Forty-two patients were randomized to receive bortezomib 1.0 or 1.3 mg/m(2), days 1, 4, 8, 11, for up to eight 21-day treatment cycles (n = 21, each dose group). Serial blood samples for pharmacokinetic/pharmacodynamic analysis were taken on days 1 and 11, cycles 1 and 3. Observational efficacy and safety data were collected.
Twelve patients in each dose group were evaluable for pharmacokinetics/pharmacodynamics. Plasma clearance decreased with repeat dosing (102-112 L/h for first dose; 15-32 L/h following repeat dosing), with associated increases in systemic exposure and terminal half-life. Systemic exposures of bortezomib were similar between dose groups considering the relatively narrow dose range and the observed pharmacokinetic variability, although there was no readily apparent deviation from dose-proportionality.

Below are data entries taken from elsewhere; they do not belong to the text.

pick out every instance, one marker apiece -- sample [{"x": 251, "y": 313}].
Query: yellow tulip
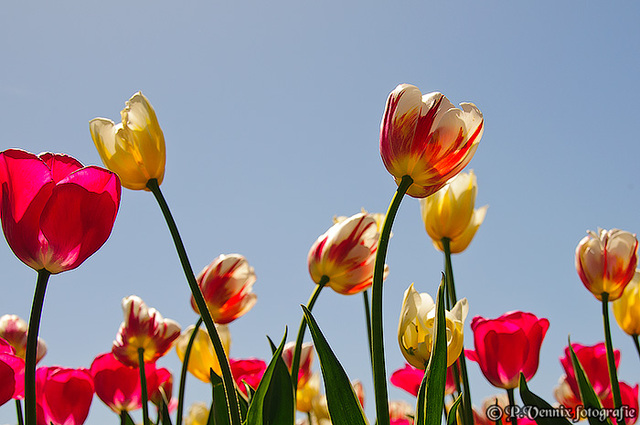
[
  {"x": 198, "y": 414},
  {"x": 203, "y": 356},
  {"x": 135, "y": 148},
  {"x": 449, "y": 213},
  {"x": 626, "y": 309},
  {"x": 416, "y": 330}
]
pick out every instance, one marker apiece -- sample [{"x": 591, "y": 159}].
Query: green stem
[
  {"x": 295, "y": 363},
  {"x": 451, "y": 291},
  {"x": 19, "y": 412},
  {"x": 367, "y": 316},
  {"x": 32, "y": 347},
  {"x": 611, "y": 362},
  {"x": 143, "y": 387},
  {"x": 512, "y": 403},
  {"x": 227, "y": 378},
  {"x": 377, "y": 337},
  {"x": 183, "y": 372}
]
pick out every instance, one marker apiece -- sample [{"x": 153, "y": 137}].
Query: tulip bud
[
  {"x": 606, "y": 261},
  {"x": 416, "y": 328},
  {"x": 427, "y": 138},
  {"x": 135, "y": 148}
]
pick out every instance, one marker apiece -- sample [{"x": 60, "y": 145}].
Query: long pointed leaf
[
  {"x": 587, "y": 394},
  {"x": 273, "y": 402},
  {"x": 344, "y": 407},
  {"x": 530, "y": 399}
]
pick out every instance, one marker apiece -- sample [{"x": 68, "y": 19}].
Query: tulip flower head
[
  {"x": 449, "y": 213},
  {"x": 346, "y": 254},
  {"x": 203, "y": 357},
  {"x": 14, "y": 330},
  {"x": 626, "y": 309},
  {"x": 606, "y": 261},
  {"x": 55, "y": 212},
  {"x": 427, "y": 138},
  {"x": 143, "y": 328},
  {"x": 227, "y": 285},
  {"x": 63, "y": 395},
  {"x": 506, "y": 346},
  {"x": 134, "y": 149},
  {"x": 416, "y": 328}
]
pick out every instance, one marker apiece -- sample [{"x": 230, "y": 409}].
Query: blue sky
[{"x": 271, "y": 114}]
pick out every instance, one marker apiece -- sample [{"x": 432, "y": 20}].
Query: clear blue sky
[{"x": 271, "y": 114}]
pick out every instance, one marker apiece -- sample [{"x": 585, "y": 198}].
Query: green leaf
[
  {"x": 451, "y": 416},
  {"x": 344, "y": 407},
  {"x": 273, "y": 401},
  {"x": 530, "y": 399},
  {"x": 430, "y": 406},
  {"x": 587, "y": 394}
]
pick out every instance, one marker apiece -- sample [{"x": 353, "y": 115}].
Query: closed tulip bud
[
  {"x": 14, "y": 330},
  {"x": 346, "y": 254},
  {"x": 144, "y": 328},
  {"x": 606, "y": 261},
  {"x": 203, "y": 357},
  {"x": 227, "y": 285},
  {"x": 626, "y": 309},
  {"x": 427, "y": 138},
  {"x": 449, "y": 213},
  {"x": 134, "y": 149},
  {"x": 416, "y": 328}
]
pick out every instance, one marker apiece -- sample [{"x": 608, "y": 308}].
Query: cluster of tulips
[{"x": 56, "y": 213}]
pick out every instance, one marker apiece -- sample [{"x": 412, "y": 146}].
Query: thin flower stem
[
  {"x": 377, "y": 337},
  {"x": 451, "y": 291},
  {"x": 183, "y": 372},
  {"x": 611, "y": 362},
  {"x": 19, "y": 412},
  {"x": 143, "y": 387},
  {"x": 367, "y": 316},
  {"x": 227, "y": 378},
  {"x": 512, "y": 402},
  {"x": 32, "y": 347},
  {"x": 295, "y": 363}
]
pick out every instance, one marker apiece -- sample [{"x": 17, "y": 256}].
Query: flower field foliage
[{"x": 55, "y": 213}]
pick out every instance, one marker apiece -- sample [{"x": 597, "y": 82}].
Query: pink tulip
[
  {"x": 506, "y": 346},
  {"x": 409, "y": 379},
  {"x": 55, "y": 213},
  {"x": 226, "y": 285},
  {"x": 247, "y": 370},
  {"x": 63, "y": 395},
  {"x": 427, "y": 138}
]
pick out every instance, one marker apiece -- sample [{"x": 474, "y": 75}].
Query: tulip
[
  {"x": 409, "y": 379},
  {"x": 143, "y": 328},
  {"x": 449, "y": 213},
  {"x": 345, "y": 254},
  {"x": 594, "y": 362},
  {"x": 427, "y": 138},
  {"x": 606, "y": 261},
  {"x": 55, "y": 213},
  {"x": 247, "y": 371},
  {"x": 626, "y": 309},
  {"x": 306, "y": 359},
  {"x": 506, "y": 346},
  {"x": 226, "y": 285},
  {"x": 63, "y": 395},
  {"x": 203, "y": 357},
  {"x": 416, "y": 328},
  {"x": 14, "y": 330},
  {"x": 11, "y": 373},
  {"x": 135, "y": 148}
]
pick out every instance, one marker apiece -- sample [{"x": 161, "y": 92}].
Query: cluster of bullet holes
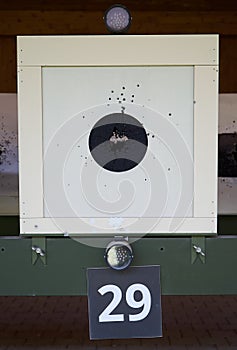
[
  {"x": 114, "y": 141},
  {"x": 122, "y": 96}
]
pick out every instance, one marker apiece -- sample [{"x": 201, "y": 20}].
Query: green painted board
[{"x": 67, "y": 261}]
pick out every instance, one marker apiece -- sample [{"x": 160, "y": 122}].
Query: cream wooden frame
[{"x": 199, "y": 51}]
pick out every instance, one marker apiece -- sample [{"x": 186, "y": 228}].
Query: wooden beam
[{"x": 149, "y": 22}]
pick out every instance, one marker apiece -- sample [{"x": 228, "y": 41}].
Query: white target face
[
  {"x": 118, "y": 142},
  {"x": 117, "y": 135}
]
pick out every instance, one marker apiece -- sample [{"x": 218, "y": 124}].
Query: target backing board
[{"x": 114, "y": 143}]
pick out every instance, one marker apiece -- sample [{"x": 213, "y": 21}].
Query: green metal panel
[{"x": 67, "y": 261}]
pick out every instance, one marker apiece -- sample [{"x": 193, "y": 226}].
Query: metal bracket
[
  {"x": 38, "y": 249},
  {"x": 198, "y": 249}
]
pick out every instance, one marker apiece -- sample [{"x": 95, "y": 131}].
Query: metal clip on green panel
[
  {"x": 198, "y": 249},
  {"x": 38, "y": 249}
]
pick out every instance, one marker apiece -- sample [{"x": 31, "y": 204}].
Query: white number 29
[{"x": 145, "y": 301}]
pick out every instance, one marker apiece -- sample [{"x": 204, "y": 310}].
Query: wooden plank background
[{"x": 61, "y": 17}]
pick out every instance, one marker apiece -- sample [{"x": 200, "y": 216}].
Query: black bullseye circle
[{"x": 118, "y": 142}]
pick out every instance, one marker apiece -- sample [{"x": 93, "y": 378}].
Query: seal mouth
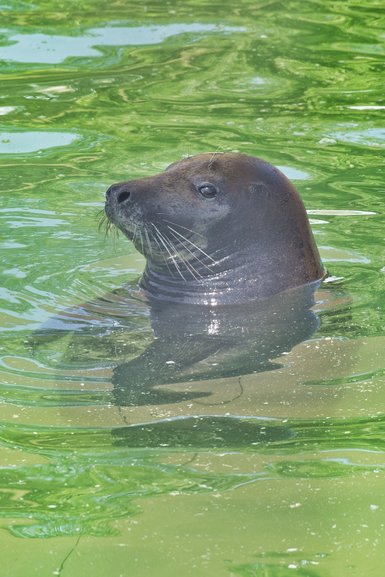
[{"x": 164, "y": 242}]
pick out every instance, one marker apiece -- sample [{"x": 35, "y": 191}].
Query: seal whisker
[
  {"x": 154, "y": 236},
  {"x": 194, "y": 245},
  {"x": 181, "y": 226},
  {"x": 148, "y": 241},
  {"x": 181, "y": 240},
  {"x": 177, "y": 254},
  {"x": 162, "y": 240}
]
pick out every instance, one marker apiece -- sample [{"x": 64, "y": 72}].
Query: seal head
[{"x": 217, "y": 228}]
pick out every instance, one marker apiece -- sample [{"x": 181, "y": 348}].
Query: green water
[{"x": 287, "y": 479}]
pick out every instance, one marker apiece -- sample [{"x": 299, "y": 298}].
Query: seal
[{"x": 216, "y": 229}]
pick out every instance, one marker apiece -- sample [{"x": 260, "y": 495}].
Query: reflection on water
[
  {"x": 26, "y": 142},
  {"x": 276, "y": 469}
]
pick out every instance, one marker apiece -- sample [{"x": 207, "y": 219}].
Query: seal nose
[{"x": 118, "y": 192}]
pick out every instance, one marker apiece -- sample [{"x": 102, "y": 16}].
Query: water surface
[{"x": 282, "y": 472}]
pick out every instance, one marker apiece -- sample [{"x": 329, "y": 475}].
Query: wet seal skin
[
  {"x": 216, "y": 229},
  {"x": 231, "y": 270},
  {"x": 228, "y": 286}
]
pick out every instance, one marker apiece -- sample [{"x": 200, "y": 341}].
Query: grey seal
[{"x": 216, "y": 229}]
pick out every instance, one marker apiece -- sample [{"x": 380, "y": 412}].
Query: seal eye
[{"x": 208, "y": 190}]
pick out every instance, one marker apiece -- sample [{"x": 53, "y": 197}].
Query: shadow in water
[{"x": 190, "y": 343}]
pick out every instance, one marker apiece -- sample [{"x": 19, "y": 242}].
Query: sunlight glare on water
[{"x": 269, "y": 473}]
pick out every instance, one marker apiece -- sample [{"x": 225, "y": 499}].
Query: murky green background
[{"x": 287, "y": 479}]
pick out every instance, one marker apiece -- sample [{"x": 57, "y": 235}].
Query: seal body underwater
[
  {"x": 217, "y": 229},
  {"x": 231, "y": 270}
]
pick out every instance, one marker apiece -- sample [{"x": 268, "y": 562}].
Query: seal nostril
[{"x": 123, "y": 196}]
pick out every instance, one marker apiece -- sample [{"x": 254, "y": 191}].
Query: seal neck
[{"x": 232, "y": 280}]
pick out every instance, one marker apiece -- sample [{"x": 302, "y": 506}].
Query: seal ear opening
[{"x": 259, "y": 188}]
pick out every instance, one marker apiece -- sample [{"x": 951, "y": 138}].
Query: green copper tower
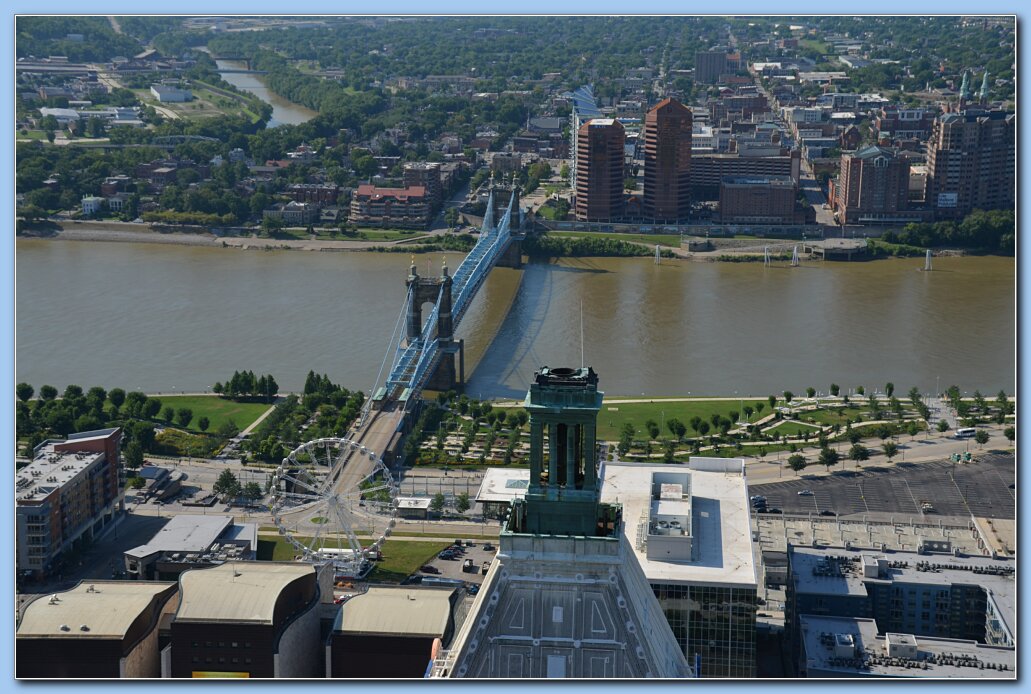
[{"x": 562, "y": 497}]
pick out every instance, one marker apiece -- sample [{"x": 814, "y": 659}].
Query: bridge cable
[{"x": 394, "y": 336}]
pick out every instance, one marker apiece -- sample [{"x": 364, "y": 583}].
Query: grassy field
[
  {"x": 215, "y": 409},
  {"x": 401, "y": 558},
  {"x": 611, "y": 418},
  {"x": 671, "y": 240}
]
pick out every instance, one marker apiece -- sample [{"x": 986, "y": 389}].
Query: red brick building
[
  {"x": 599, "y": 170},
  {"x": 398, "y": 207},
  {"x": 667, "y": 162},
  {"x": 759, "y": 200},
  {"x": 872, "y": 186}
]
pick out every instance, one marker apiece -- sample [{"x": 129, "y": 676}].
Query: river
[
  {"x": 284, "y": 111},
  {"x": 160, "y": 319}
]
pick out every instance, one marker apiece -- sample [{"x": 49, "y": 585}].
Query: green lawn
[
  {"x": 793, "y": 429},
  {"x": 401, "y": 558},
  {"x": 672, "y": 240},
  {"x": 217, "y": 409},
  {"x": 612, "y": 417}
]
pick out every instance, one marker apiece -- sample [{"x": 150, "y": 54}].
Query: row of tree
[{"x": 244, "y": 386}]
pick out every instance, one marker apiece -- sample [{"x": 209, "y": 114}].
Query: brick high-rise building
[
  {"x": 667, "y": 162},
  {"x": 709, "y": 65},
  {"x": 599, "y": 170},
  {"x": 970, "y": 162},
  {"x": 872, "y": 186},
  {"x": 426, "y": 174}
]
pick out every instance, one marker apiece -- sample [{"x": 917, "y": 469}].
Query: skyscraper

Blood 20S proteasome inhibition profiles were similar between groups with mean maximum inhibition ranging from 70 to 84% and decreasing toward baseline over the dosing interval. Response rate (all 42 patients) was 50%, including 7% complete responses. The safety profile was consistent with the predictable and manageable profile previously established; data suggested milder toxicity in the 1.0 mg/m(2) group.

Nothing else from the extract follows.